When I was a young headmaster, I read Louis Auchincloss’s novel about an old headmaster, Frank Prescott. Having spent his life building a well-respected New England boarding school, The Rector of Justin catches up with Prescott in his declining years. In one passage, he posits a summary of what he has learned about parents and students and schools throughout his long career:
Most fathers would rather see their sons dead than either cultivated or devout. They commend our efforts, but even more our failures. Yes, the greatness of the private school… is not that it produces geniuses—they grow anyway, and can’t be made—but that it can sometimes turn a third-rate student into a second-rate one. We can’t boast publicly of such triumphs, but they are still our glory.
Despite Prescott’s gloomy impression of parental intentions (in subsequent paragraphs he bemoans the fact that, despite having received a classical Christian education, most of his alumni become “stockbrokers”), the paragraph ends on a profoundly positive note. A school’s “glory” is that a “third-rate student” can be improved: students can exceed their supposed potential through well-designed instruction.
I have seven children, and a couple of them would probably fall into Prescott’s “third-rate” category. They are plenty bright (though one is alarmingly ADHD), but their natural proclivities are not toward, say, the life of the mind. They like to shoot stuff. They like to beat on things with hammers. They like to jump off of promontories into less than reliably deep waters. Just this summer, one of my third-raters convinced his sister to snorkel with him through high waves and around big rocks so they could see some sea turtles up close. They had fun. I chewed my cuticles.

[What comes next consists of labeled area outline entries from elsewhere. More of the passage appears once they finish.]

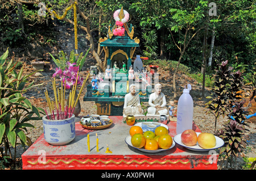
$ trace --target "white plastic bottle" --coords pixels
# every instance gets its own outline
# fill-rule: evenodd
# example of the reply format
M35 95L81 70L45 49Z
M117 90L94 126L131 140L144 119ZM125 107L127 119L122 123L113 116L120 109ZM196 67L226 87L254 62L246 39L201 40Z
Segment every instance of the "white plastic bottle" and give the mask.
M176 134L182 133L187 129L192 129L193 124L193 99L189 94L191 86L183 90L183 94L179 99L177 108Z

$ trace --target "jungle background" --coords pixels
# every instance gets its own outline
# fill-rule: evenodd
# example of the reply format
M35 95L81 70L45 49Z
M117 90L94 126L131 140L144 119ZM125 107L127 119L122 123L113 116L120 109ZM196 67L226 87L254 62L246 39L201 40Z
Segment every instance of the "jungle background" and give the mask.
M57 55L60 50L69 54L75 49L73 11L68 11L62 20L52 17L51 11L61 16L73 2L1 1L0 53L9 47L10 56L26 57L23 61L44 58L48 52ZM177 71L181 63L188 69L184 72L204 81L204 87L210 85L216 65L228 60L234 70L245 73L246 83L255 83L255 3L77 1L78 53L85 53L90 48L93 62L104 70L105 53L98 40L107 37L109 25L114 23L113 12L123 7L130 14L128 23L134 27L134 37L140 39L134 56L149 57L144 64L157 64Z

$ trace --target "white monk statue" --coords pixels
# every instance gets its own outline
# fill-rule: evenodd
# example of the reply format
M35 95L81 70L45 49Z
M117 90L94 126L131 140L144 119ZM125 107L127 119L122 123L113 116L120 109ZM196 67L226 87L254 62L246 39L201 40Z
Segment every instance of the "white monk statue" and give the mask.
M166 105L166 96L161 92L162 85L160 83L155 86L155 92L150 94L147 115L167 115L168 110L164 107Z
M123 103L123 117L128 115L142 115L143 110L141 106L139 94L136 93L136 86L132 84L129 87L130 92L125 96Z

In Mrs. Sevener’s first grade class last week, I got to see how typical children, the not-genius-kids, become fine students. First of all, remember that they are six, maybe seven. I walked in, and Mrs. Sevener had four students gathered in front of her for a guided reading lesson. That left twelve or so students without her undivided attention. Three of the twelve were sitting together at a table, so I sat down and asked them what they were doing. “We’re writing a book,” said one. “How do you spell ‘them’?” asked another. I looked around the room, noticing everyone was busy. And happy.
You know that phrase we throw around so often: “love of learning.” How can a child whose natural tendencies are not toward serious study become a well-formed, self-motivated student? The only way is to teach them to revel in achievement, to let them be proud of what they have learned, and to give them personally meaningful reasons to pursue more knowledge and greater understanding.
At CCA, as in any school, we have a few geniuses. Always have. Always will. But most of our kids, if we’re honest, are Frank Prescott’s second and third-rate students. Bright, but they need help to be and to stay motivated. Many of them, especially once they hit adolescence, will need to be retaught to love learning in different ways than when they were in Mrs. Sevener’s class. But the job is the same, as is the reward. And that is our glory.